We know that a finite abelian group generated by two elements is isomorphic to $C_r \times C_s$, where $C_r$ and $C_s$ are cyclic group of order $r$ and $s$. I am interested to know what is the structure of a commutative finite semigroup generated by two elements.
Does someone have any idea, when commutative semigroup $S = \langle a, b \rangle$ will be the monogenic semigroup?
Let $M$ be a finite commutative monoid generated by $a$ and $b$. Then $M$ is a quotient of the monoid $\langle a \rangle \times \langle b \rangle$. Indeed, the map $h: \langle a \rangle \times \langle b \rangle \to M$ defined by $h(a^k,b^\ell) = a^kb^\ell$ is a monoid morphism, since, by commutativity, $(a^kb^\ell) (a^{k'}b^{\ell'}) = a^{k+k'}b^{\ell +\ell'}$.
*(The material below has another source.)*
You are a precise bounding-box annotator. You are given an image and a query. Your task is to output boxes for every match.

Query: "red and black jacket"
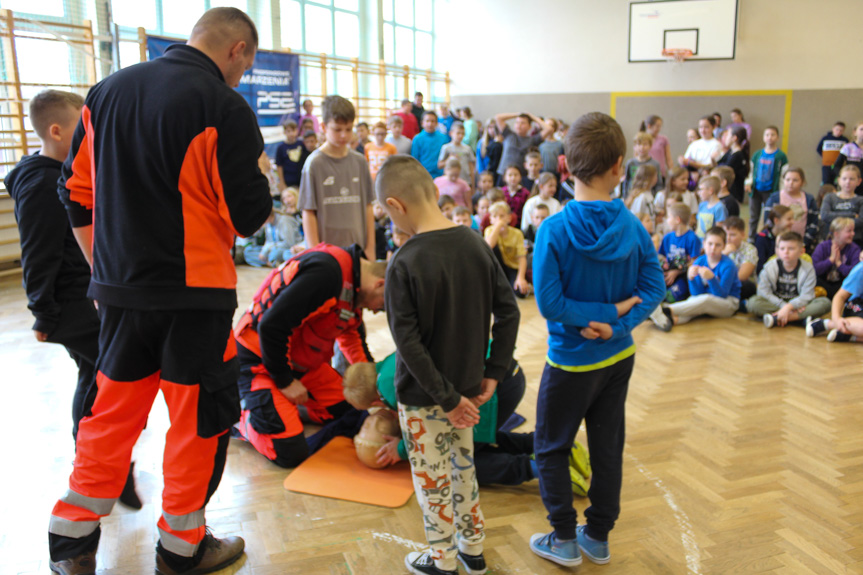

Now suppose that $\langle a \rangle = \langle a \mid a^n = a^{n+r} \rangle$ and $\langle b \rangle = \langle b \mid b^m = b^{m+s} \rangle$. Then $h$ will be an isomorphism if and only if the elements of $M$ of the form $a^pb^q$ with $0 \leqslant p \leqslant n+p-1$ and $0 \leqslant q \leqslant m+s-1$ are all distinct.
This is not always the case. For instance, the monoid $$ M = \langle a, b \mid a^2 = a^3, b^2 = b^3, ab = ba, ab^2 = a^2b \rangle $$ is a quotient of $\langle a \mid a^2 = a^3\rangle \times \langle b \mid b^2 = b^3 \rangle$. However $M$ has 7 elements and is not monogenic.